(click image to enlarge)
On Friday, the ES bears achieved a short-term buy to cover partials signal at 1088.75 (see image above). (note: S&T shows last 24 hours of futures data to build the price bar, which is why ‘today’ still appears in the text of the image above)
The initial ES sell short signal was generated on January 21, 2010 at 1127, so ideal partials netted +38.25 on that trade (see Primary Trend text in image above). The remaining core short position is currently +28 with about 4 points locked in.
There is an intratrend counter-trend trade visible on the chart with support at 1088.75 and an upside target at the primary trend resistance line. That signal is intended, however, to show trend following bears where to cover partials and what the upside counter-trend rally might yield against the core position.
My personal preference is to let the counter-trend trades go (in this case the intratrend long trade from 1088.75), but they are shown by Stops and Targets as a reference and can serve as very good risk management guidelines for those attempting to catch a pullback or who are comfortable playing counter-trend speculative strategies. A clever trader looks at the different time frames and builds a personal strategy based upon the overall big picture. The line to watch today (in my opinion) is intermediate primary trend resistance at 1100.25 area.

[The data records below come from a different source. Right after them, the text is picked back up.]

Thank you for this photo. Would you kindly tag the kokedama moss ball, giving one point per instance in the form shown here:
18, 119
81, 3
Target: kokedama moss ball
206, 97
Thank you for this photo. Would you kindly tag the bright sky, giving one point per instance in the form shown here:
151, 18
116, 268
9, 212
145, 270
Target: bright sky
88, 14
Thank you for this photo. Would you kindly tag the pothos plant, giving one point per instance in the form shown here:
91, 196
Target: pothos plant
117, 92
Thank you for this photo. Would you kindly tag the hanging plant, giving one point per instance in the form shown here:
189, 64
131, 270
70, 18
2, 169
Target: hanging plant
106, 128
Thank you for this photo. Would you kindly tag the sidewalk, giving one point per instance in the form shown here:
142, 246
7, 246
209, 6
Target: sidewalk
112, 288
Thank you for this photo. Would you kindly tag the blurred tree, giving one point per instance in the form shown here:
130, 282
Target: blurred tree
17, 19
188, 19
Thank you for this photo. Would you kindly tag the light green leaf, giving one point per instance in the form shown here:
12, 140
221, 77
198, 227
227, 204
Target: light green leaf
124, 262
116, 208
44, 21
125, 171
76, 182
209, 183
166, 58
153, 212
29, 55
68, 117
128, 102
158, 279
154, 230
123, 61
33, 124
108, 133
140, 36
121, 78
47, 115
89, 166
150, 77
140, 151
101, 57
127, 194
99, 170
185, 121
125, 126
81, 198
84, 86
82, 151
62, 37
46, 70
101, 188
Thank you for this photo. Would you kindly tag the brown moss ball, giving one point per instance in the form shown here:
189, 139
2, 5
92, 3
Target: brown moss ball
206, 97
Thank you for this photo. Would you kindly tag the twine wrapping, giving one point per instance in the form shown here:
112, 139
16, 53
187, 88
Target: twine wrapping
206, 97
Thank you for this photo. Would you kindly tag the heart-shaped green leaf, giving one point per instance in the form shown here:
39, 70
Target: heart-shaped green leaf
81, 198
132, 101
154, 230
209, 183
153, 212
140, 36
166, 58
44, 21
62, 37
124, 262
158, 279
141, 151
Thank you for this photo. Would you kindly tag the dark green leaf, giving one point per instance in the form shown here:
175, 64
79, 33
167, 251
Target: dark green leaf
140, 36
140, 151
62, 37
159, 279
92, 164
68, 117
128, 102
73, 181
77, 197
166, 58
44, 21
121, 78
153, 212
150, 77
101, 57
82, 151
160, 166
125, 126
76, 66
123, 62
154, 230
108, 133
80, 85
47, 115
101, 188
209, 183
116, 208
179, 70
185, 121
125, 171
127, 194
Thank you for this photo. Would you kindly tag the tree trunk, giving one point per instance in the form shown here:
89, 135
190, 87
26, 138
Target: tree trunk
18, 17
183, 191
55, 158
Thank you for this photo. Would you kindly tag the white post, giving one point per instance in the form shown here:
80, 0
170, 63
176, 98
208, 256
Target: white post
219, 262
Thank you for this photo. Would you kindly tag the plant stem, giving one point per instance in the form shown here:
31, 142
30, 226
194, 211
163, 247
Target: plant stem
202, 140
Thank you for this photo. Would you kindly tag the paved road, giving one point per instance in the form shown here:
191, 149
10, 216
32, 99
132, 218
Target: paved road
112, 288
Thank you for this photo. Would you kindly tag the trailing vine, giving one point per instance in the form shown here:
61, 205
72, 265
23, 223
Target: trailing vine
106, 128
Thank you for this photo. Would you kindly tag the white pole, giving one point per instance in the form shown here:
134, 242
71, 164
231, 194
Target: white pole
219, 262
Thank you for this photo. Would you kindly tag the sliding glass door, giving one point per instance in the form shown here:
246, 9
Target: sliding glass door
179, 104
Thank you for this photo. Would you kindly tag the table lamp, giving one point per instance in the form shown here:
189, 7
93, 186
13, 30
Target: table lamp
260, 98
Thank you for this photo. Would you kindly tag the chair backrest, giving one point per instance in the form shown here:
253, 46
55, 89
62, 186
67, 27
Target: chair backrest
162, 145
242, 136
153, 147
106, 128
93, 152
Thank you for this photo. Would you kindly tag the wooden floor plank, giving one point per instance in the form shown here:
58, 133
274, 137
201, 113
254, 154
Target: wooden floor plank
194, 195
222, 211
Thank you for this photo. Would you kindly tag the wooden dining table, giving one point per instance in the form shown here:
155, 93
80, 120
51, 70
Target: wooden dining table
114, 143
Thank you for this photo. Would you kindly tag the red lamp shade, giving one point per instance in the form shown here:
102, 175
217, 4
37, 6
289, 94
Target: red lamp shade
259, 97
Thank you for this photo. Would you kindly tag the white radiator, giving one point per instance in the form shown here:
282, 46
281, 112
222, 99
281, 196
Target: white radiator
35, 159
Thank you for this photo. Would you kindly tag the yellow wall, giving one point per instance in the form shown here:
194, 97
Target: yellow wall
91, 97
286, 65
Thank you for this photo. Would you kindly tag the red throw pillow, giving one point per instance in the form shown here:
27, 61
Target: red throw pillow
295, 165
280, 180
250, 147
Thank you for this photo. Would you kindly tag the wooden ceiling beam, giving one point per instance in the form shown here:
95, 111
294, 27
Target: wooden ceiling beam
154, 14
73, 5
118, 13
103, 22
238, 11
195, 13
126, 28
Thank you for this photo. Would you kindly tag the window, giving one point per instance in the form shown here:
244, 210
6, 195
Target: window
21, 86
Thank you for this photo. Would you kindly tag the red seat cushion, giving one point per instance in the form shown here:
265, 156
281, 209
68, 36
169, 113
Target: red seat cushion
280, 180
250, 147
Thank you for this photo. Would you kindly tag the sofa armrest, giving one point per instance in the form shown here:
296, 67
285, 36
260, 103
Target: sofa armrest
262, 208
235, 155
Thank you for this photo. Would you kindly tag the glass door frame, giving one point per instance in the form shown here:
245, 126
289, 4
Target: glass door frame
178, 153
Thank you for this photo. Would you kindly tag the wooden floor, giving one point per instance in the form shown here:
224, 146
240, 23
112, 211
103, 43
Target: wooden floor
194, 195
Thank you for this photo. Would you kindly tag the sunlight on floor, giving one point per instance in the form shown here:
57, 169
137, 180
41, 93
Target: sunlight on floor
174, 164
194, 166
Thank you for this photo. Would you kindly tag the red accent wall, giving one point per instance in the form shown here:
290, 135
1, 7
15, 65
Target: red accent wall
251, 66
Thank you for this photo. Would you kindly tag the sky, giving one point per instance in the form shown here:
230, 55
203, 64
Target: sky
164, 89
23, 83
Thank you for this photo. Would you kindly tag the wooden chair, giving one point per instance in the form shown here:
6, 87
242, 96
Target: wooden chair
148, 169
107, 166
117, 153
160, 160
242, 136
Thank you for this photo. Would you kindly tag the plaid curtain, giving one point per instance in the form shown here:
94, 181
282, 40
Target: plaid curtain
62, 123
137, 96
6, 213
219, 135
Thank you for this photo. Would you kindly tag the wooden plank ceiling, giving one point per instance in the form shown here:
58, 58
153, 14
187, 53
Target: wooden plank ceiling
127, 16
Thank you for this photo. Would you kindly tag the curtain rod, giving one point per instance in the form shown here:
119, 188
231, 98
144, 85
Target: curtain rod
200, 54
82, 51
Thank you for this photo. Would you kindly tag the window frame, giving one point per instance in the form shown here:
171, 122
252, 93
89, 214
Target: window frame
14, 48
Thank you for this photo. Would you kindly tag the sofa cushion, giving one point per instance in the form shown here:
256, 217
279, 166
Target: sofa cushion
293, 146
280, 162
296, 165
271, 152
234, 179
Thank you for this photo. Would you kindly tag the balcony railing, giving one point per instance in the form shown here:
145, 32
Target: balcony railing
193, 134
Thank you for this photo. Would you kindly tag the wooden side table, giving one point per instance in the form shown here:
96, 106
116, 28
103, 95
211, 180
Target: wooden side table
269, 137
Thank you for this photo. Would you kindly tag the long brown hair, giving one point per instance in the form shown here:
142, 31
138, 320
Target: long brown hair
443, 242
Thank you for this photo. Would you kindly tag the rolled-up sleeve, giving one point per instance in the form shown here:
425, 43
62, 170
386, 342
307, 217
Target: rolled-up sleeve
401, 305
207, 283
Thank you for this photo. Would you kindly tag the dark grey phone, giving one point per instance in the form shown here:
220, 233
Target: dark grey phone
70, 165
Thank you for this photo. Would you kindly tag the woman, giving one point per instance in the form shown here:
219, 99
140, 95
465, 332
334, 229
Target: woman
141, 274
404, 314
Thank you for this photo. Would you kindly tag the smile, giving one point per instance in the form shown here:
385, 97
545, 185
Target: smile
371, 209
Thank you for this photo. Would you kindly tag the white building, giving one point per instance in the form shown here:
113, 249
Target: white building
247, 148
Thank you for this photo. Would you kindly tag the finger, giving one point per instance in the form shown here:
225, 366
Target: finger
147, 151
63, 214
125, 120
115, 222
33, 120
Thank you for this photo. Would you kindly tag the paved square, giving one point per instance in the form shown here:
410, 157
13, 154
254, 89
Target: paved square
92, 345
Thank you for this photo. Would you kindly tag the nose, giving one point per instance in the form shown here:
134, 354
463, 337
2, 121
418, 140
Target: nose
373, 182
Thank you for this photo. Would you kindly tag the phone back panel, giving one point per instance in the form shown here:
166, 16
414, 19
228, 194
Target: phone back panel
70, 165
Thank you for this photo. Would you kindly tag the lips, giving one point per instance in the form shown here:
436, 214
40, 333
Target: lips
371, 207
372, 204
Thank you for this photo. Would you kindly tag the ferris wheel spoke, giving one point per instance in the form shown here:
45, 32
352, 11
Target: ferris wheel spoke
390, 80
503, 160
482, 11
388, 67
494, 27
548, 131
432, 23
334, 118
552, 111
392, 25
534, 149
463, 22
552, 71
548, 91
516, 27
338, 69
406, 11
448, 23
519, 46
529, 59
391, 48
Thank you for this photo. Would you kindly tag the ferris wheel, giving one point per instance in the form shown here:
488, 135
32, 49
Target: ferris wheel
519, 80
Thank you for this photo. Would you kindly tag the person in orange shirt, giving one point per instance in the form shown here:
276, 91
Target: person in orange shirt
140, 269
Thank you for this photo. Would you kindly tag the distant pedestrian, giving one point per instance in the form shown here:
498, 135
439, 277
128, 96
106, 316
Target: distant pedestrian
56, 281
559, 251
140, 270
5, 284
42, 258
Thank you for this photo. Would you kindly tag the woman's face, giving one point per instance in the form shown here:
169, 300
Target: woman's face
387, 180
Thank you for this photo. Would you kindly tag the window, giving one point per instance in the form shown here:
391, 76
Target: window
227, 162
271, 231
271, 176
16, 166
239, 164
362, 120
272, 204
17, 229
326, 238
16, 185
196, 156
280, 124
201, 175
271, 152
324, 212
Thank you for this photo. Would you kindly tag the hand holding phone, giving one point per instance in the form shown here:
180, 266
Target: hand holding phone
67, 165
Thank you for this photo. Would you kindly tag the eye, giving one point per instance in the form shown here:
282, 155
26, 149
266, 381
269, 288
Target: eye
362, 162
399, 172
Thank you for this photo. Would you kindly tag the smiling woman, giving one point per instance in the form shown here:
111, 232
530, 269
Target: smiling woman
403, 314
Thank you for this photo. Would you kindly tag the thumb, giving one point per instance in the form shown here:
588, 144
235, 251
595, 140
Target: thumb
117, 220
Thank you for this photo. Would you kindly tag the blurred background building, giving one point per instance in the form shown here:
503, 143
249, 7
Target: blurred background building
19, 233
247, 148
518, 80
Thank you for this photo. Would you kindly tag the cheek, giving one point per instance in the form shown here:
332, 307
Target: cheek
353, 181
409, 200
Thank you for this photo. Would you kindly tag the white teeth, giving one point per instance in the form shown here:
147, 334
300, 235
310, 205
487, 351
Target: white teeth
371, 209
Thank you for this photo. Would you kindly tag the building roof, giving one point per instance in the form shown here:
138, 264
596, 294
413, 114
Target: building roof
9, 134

My basic rule of thumb is that when the trend is bearish, the only buying done is to cover shorts at partial signals or to exit a position on a protective trailing stop. The places to sell short in a downtrend are at snap-back rallies to resistance in a particular time frame.
ST trend remains down below the S&T stop/reversal line at 1123.25. IT trend remains down below 1100.25 (primary trend resistance).
As always…the trend is your friend until it ain’t.